Vorcaro cancelou negócios com Paulo Henrique Costa para driblar investigações, diz PF

Dono do Master interrompeu negócios de R$ 146 milhões após vazamento sobre apuração do Ministério Público Federal

Daniel Vorcaro (Foto: Reprodução)

247 - O ex-banqueiro Daniel Vorcaro interrompeu a entrega de imóveis avaliados em R$ 146 milhões ao ex-presidente do Banco de Brasília (BRB), Paulo Henrique Costa, conhecido como Paulo Preto, após tomar conhecimento de uma investigação conduzida pelo Ministério Público Federal (MPF). A medida teria sido adotada para evitar o avanço das apurações, segundo elementos reunidos pela Polícia Federal (PF).

As informações constam de decisão do ministro André Mendonça, do Supremo Tribunal Federal (STF), divulgada nesta quinta-feira (16). O documento detalha a dinâmica das negociações e o suposto vazamento de dados sigilosos do inquérito.

De acordo com a investigação, Luiz Phillipi Mourão, identificado nas mensagens como “Sicário”, teve acesso a documentos do processo sob sigilo e os repassou a Vorcaro por meio do WhatsApp em 24 de junho. Antes mesmo de receber os arquivos, porém, a PF sustenta que há “alta probabilidade” de que o ex-banqueiro já tivesse conhecimento da existência da investigação.

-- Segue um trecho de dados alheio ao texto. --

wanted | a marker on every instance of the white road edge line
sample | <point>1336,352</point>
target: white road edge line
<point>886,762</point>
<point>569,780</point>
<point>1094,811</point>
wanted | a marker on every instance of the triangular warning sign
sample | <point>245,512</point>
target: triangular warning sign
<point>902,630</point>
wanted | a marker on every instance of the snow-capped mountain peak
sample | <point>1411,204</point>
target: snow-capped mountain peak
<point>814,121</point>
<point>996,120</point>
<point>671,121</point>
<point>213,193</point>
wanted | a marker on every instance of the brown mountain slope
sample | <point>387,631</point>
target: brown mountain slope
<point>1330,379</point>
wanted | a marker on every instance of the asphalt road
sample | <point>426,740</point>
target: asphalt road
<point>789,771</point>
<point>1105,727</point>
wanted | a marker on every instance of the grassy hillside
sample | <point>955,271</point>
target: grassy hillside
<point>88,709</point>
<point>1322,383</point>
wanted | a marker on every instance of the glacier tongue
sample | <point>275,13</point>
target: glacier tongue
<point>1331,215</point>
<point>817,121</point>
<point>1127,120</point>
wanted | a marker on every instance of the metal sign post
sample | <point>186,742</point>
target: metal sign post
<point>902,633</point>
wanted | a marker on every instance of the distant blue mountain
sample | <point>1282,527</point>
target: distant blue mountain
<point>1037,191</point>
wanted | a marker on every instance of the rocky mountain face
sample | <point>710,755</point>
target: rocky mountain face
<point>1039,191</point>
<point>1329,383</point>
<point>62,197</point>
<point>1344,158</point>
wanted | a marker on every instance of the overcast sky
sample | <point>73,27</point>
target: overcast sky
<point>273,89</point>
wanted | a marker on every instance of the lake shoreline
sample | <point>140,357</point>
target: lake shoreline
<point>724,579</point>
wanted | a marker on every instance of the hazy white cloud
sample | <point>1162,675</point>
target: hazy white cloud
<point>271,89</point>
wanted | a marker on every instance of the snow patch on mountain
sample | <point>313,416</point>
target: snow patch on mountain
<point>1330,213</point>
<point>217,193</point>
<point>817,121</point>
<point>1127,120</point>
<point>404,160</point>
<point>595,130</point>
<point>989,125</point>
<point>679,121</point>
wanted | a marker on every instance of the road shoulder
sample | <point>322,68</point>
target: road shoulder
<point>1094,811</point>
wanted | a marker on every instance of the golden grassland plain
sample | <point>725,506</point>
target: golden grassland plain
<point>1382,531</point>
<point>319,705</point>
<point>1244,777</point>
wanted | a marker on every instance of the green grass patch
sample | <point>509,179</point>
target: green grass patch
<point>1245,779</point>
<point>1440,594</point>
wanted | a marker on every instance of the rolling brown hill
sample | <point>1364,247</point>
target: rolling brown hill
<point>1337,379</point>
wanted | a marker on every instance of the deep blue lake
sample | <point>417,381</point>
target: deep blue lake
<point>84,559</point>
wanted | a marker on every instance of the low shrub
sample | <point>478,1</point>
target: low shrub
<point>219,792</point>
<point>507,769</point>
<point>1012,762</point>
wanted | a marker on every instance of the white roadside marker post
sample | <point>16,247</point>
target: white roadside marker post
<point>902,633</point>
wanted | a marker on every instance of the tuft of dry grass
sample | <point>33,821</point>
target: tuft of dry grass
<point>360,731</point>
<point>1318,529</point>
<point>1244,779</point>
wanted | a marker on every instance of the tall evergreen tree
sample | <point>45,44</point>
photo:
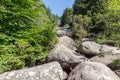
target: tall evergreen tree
<point>65,19</point>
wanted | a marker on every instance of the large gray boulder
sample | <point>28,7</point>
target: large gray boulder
<point>50,71</point>
<point>92,48</point>
<point>65,56</point>
<point>106,59</point>
<point>67,42</point>
<point>117,72</point>
<point>92,71</point>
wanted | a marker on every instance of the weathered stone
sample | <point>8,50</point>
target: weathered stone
<point>50,71</point>
<point>92,71</point>
<point>67,42</point>
<point>106,59</point>
<point>117,72</point>
<point>66,57</point>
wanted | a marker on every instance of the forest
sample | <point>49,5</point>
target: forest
<point>27,29</point>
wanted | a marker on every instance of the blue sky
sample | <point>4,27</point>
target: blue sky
<point>58,6</point>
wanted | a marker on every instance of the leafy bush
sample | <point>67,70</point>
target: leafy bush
<point>26,34</point>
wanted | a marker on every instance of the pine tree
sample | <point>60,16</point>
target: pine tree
<point>65,19</point>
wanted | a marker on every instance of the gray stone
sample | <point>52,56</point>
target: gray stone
<point>106,59</point>
<point>67,42</point>
<point>92,71</point>
<point>50,71</point>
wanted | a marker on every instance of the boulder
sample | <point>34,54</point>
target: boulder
<point>92,48</point>
<point>106,59</point>
<point>117,72</point>
<point>61,33</point>
<point>67,42</point>
<point>65,56</point>
<point>50,71</point>
<point>92,71</point>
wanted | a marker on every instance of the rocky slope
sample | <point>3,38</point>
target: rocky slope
<point>63,57</point>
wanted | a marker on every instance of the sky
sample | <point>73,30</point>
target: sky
<point>58,6</point>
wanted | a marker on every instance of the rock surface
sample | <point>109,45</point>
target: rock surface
<point>67,42</point>
<point>50,71</point>
<point>106,59</point>
<point>117,72</point>
<point>92,48</point>
<point>92,71</point>
<point>66,57</point>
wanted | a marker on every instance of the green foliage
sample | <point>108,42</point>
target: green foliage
<point>104,16</point>
<point>79,25</point>
<point>66,17</point>
<point>116,63</point>
<point>26,34</point>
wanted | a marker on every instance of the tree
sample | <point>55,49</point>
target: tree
<point>65,19</point>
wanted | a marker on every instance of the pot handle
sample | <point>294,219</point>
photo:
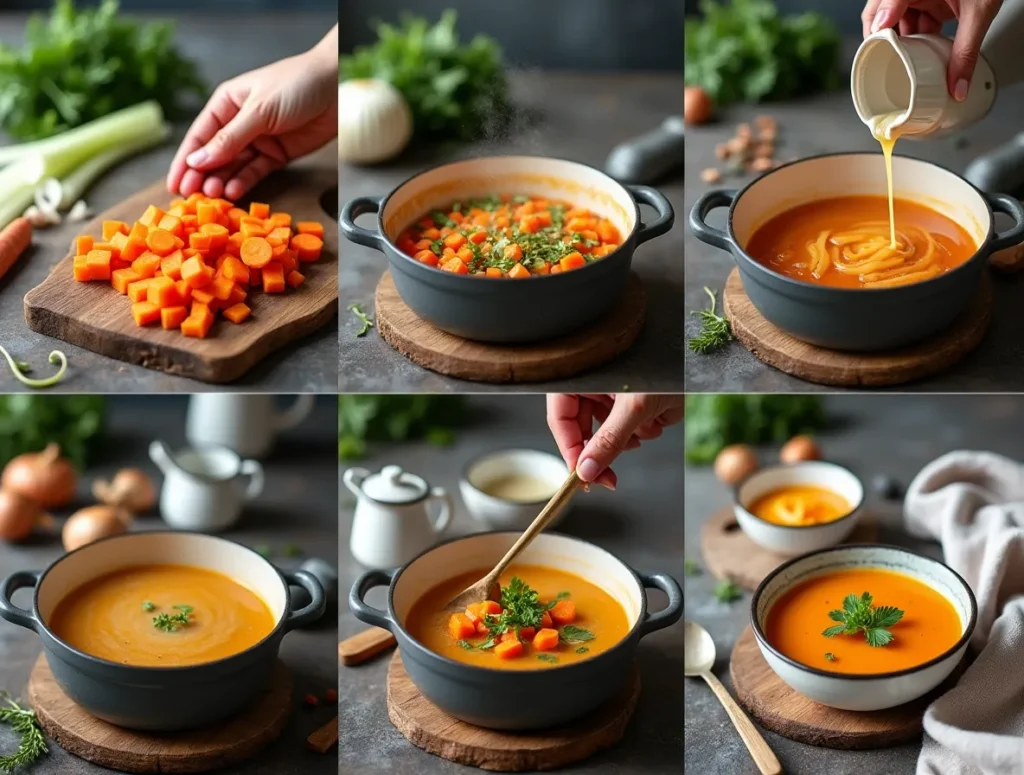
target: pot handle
<point>317,599</point>
<point>707,203</point>
<point>666,215</point>
<point>367,613</point>
<point>11,612</point>
<point>1000,203</point>
<point>672,612</point>
<point>351,211</point>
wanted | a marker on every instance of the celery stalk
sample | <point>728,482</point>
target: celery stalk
<point>76,183</point>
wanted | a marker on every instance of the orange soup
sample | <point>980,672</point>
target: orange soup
<point>928,628</point>
<point>162,615</point>
<point>800,505</point>
<point>845,243</point>
<point>546,617</point>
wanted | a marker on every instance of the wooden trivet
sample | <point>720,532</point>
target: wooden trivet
<point>130,750</point>
<point>431,729</point>
<point>781,709</point>
<point>728,552</point>
<point>778,349</point>
<point>481,361</point>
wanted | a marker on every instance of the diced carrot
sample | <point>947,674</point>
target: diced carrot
<point>172,317</point>
<point>546,640</point>
<point>509,649</point>
<point>307,247</point>
<point>144,312</point>
<point>460,627</point>
<point>238,312</point>
<point>563,612</point>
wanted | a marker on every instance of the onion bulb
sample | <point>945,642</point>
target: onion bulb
<point>131,489</point>
<point>19,516</point>
<point>375,123</point>
<point>735,463</point>
<point>93,523</point>
<point>45,477</point>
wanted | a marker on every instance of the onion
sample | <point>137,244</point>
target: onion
<point>93,523</point>
<point>131,489</point>
<point>45,477</point>
<point>19,516</point>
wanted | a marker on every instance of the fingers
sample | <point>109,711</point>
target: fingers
<point>974,22</point>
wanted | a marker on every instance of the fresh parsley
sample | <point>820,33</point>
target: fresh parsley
<point>859,615</point>
<point>715,330</point>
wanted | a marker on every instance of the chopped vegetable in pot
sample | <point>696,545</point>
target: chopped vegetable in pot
<point>509,237</point>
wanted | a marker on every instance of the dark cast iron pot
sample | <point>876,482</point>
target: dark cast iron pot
<point>864,319</point>
<point>162,699</point>
<point>508,699</point>
<point>498,310</point>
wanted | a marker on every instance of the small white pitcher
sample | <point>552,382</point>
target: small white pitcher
<point>393,521</point>
<point>204,487</point>
<point>247,424</point>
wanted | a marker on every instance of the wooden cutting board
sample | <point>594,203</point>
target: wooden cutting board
<point>129,750</point>
<point>93,315</point>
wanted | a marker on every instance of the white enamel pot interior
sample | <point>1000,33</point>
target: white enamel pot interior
<point>794,540</point>
<point>869,691</point>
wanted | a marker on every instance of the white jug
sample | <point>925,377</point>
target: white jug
<point>246,423</point>
<point>204,487</point>
<point>393,521</point>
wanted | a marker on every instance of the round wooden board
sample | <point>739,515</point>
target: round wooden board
<point>431,729</point>
<point>480,361</point>
<point>129,750</point>
<point>729,553</point>
<point>781,709</point>
<point>824,367</point>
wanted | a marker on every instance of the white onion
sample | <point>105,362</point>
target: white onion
<point>374,121</point>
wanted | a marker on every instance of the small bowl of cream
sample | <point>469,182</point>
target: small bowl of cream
<point>506,489</point>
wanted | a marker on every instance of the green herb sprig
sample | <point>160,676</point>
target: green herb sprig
<point>859,615</point>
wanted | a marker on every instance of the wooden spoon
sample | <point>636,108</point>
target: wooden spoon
<point>487,588</point>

Após a suspeita de vazamento, Vorcaro teria orientado seu advogado Daniel Monteiro, responsável por operações imobiliárias, a interromper as tratativas com Paulo Preto. Nas mensagens analisadas, o ex-presidente do BRB demonstrava preocupação com a demora na conclusão do negócio. “Amigo, pessoal esperando seu acordo sobre os imóveis de São Paulo. Pode ajudar?”, escreveu. Em resposta, Vorcaro questionou onde estaria o entrave, e Paulo Preto afirmou: “Na equipe do Daniel [Monteiro]. Mas disseram que é simples”.

Em outro trecho, Paulo Preto indicou empenho nas negociações e na estruturação financeira envolvendo o Banco Master e o BRB. “Fico em cima de todos os assuntos até resolver” e “Continuo no Deal Mode. Estou virando noite e tentando resolver”, afirmou nas mensagens.

A decisão do STF também menciona que Monteiro teria papel relevante na organização das operações. Segundo a Polícia Federal, o advogado atuava na “blindagem documental” das transações e na criação de estruturas societárias e financeiras destinadas à aquisição e ocultação dos imóveis atribuídos ao ex-presidente do BRB.

Além disso, a investigação aponta que Monteiro participou da elaboração de contratos e documentos ligados a carteiras de crédito consideradas fictícias, vendidas pelo Banco Master ao BRB. O Banco Central identificou inconsistências nesses registros, classificando-os como artificiais.

Com base nesses elementos, a Polícia Federal solicitou a prisão preventiva de Paulo Preto, argumentando risco de interferência nas investigações e possível rearticulação do esquema. O pedido também incluiu Daniel Monteiro.

A defesa de Paulo Henrique Costa contestou a medida. O advogado Cléber Lopes afirmou que o ex-presidente do BRB não cometeu irregularidades. “A defesa continua firme na convicção de que o Paulo Henrique não cometeu crime algum”, declarou após a prisão, realizada em Brasília.